The new project, SHIPS (Screening for Health In very Preterm InfantS) will assess the impact of these screening programmes on health, care and quality of life for very preterm infants and their families as well as on coverage, ability to meet needs, health equity and costs at the population-level. It will also generate new knowledge about assessment tools and methods and contribute to evidence-based care for this population. The SHIPS project began in September 2015.

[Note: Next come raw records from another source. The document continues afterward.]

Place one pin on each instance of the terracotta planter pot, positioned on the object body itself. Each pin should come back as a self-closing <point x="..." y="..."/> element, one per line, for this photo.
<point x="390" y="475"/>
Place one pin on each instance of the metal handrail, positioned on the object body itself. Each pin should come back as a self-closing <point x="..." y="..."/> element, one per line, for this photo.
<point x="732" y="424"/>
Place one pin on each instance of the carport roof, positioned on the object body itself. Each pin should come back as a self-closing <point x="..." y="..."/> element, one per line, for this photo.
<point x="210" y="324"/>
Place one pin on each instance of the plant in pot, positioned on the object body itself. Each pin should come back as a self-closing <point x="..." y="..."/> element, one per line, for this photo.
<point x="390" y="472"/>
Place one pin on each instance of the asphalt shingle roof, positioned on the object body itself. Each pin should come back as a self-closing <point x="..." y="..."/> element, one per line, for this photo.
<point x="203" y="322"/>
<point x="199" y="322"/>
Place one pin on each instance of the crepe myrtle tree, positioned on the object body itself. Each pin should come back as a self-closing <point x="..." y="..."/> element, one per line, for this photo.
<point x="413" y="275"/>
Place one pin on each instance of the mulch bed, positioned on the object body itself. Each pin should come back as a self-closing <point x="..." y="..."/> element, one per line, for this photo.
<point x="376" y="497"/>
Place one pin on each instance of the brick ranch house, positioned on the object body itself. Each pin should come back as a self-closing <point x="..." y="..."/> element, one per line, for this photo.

This cohort of over 6500 infants which will be followed-up until 5 years of age constitutes a unique resource for generating knowledge about the effectiveness of antenatal care, delivery, neonatal and post discharge care and the needs of these children and their families. This new project with financing to keep the cohort open will reinforce this knowledge platform and make it possible to get information in future projects on the longer term impact of health care provision at birth and in the first 5 years of life for very preterm infants. Life course epidemiology is now recognised to be an indispensable tool for understanding child and adult health. This cohort thus represents an opportunity, if continued funding can be obtained, to follow-up very preterm infants into later childhood, adolescence and adulthood.